Just got back (a few hours ago) from Fire Island, where Lisa and I had gone for a weekend-long party put together by her friends Peter and Matthew. I had to return to work on a presentation for class Monday (you don't want to know--okay, if you happen to know something about Leon Battista Alberti and the idea of historia, feel free to drop me a line--I am currently skipping the Suran Song in Stag performance at Barnard because Alberti is remaining stubborn), so I only got to indulge in a couple of fine meals, a quick walk along the heavenly pale beach (carefully avoiding the splattered jellyfish that looked like eroded-smooth chunks of glass bottles), and a group viewing of Margaret Cho's I'm the One That I Want (my second, so this time I got to concentrate on her comic timing and the way she structures her routines instead of just shaking helplessly with laughter, not that I didn't do some of that--I still haven't seen Notorious C.H.O., but everyone says it's not as good). And a couple of trips on the ferry, on which women are conspicuous by their near-total absence.
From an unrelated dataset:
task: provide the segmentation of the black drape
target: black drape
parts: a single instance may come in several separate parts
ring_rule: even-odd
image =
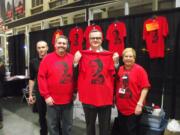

I ripped open a whole bunch of packages today, and when they'd been reduced to a neat stack of CDs and a tattered heap of orange paper and bubble wrap on the floor, I noticed that there were two CD-Rs with no packages: one labeled as "MP3: The Jack Benny Show," and another, to which I'm listening now, called "How To Throw Your Voice," which is just plain mysterious. I'm not sure who sent them to me, and I think it might've been Jad Fair. Must look into this.

At the NAJP party the other night, Jason Little told me that there were four comics I absolutely had to see that had been premiered at SPX: Jason Shiga's "Fleep," the new Kevin Huizenga thing, and two more that I don't remember. I went to Jim Hanley's Universe today and picked up "Fleep," and I hadn't been steered wrong. Shiga's done some really interesting puzzle-comics in the past, but this one's just a straight narrative--originally serialized as a weekly strip, it looks like--and it's terrific. It's actually a story defined by its formal restrictions, pretty much (the entire thing takes place inside a phone booth, with only one character who appears on-panel); those Oubapo folks are on to something. Freaky and charming.